Fig. [5] shows the time of execution of our queries against the number of 
results/groups on the facts dataset containing 10K facts for all models and for 
queries written with and without using the grouping clause. 

A first observation we could make is that queries on the flat model are gen- 
erally faster than those on hierarchical and XCube models. This is due to the 
computational complexity of joins needed by queries on other models because 
of the separation between facts and dimensions.
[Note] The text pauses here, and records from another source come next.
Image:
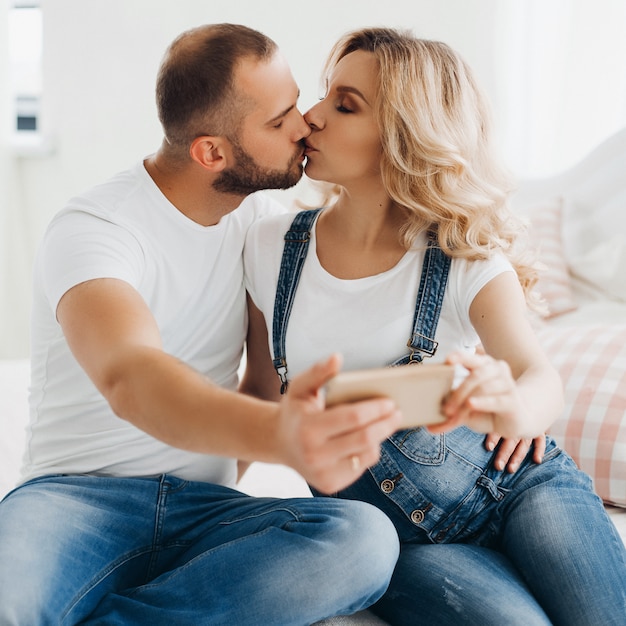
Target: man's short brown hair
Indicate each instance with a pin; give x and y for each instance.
(195, 88)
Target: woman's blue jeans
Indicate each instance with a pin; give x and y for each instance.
(96, 550)
(481, 546)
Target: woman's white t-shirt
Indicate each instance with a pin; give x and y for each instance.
(368, 320)
(191, 278)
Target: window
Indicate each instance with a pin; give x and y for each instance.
(25, 59)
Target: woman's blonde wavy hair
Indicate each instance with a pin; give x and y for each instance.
(437, 159)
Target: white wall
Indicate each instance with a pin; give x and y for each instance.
(100, 62)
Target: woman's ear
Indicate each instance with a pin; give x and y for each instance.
(208, 152)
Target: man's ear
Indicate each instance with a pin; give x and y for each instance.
(208, 152)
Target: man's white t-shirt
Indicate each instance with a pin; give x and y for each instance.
(369, 320)
(191, 278)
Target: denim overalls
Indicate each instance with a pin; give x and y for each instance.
(436, 488)
(531, 548)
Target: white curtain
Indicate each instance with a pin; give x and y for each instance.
(560, 80)
(14, 252)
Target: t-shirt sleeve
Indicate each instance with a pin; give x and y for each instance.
(471, 277)
(79, 246)
(262, 257)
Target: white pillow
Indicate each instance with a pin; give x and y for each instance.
(594, 243)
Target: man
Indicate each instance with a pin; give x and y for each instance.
(127, 513)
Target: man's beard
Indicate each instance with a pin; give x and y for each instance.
(246, 177)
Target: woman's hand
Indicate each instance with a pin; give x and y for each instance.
(331, 447)
(487, 400)
(511, 452)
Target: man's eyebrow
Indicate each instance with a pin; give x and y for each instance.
(283, 113)
(354, 90)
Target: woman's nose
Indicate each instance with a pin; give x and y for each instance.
(314, 118)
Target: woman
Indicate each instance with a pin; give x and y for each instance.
(402, 133)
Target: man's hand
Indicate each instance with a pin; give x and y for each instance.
(332, 447)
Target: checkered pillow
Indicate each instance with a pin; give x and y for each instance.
(592, 362)
(545, 237)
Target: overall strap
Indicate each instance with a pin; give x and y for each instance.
(428, 304)
(294, 253)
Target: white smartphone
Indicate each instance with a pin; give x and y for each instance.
(417, 390)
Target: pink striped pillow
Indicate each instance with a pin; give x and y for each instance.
(592, 362)
(545, 236)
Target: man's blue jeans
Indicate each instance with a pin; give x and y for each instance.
(96, 550)
(481, 546)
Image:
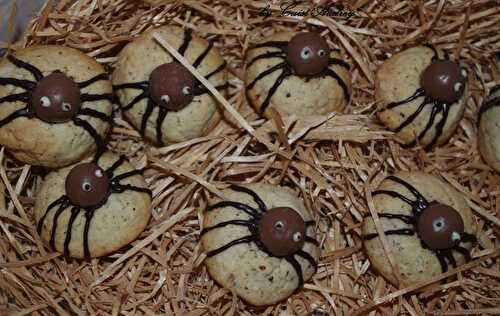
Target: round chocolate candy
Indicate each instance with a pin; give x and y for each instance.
(282, 231)
(308, 53)
(171, 86)
(444, 80)
(56, 98)
(87, 185)
(440, 226)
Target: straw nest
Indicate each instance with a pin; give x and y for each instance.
(332, 162)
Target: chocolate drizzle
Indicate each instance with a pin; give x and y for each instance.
(63, 204)
(252, 224)
(28, 112)
(287, 71)
(438, 107)
(418, 205)
(151, 105)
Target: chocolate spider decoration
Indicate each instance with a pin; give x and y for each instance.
(279, 232)
(307, 54)
(439, 226)
(171, 87)
(55, 99)
(88, 188)
(442, 84)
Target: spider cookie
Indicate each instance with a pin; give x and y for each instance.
(159, 96)
(489, 116)
(260, 243)
(93, 208)
(55, 105)
(428, 226)
(296, 74)
(423, 96)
Queries on XCube are slower 



than those on the hierarchical model because of the relational joins needed to 
traverse dimension hierarchies. 

Secondly, we could also note that execution time of flat model queries without 
grouping clause increases linearly with the number of results/groups. Answering 
time for queries on the other models which do not use the grouping clause also 
increases with the number of groups but they present a local minimum which 
is due to eXist's indexing strategy: eXist's value index and XQuery general 
comparison implementation are optimised for joins comparing a small number 
of results with regards to the size of the database. 

As expected, answering time for queries using the grouping clause is only 
dependent on the number of dimensions and the size of the database. Moreover, 
time seems to increase linearly with the number of dimensions and these queries 
are most often faster than the equivalent ones without grouping clause, except 
for the XCube model due to the number of joins needed in each iteration for 
those queries.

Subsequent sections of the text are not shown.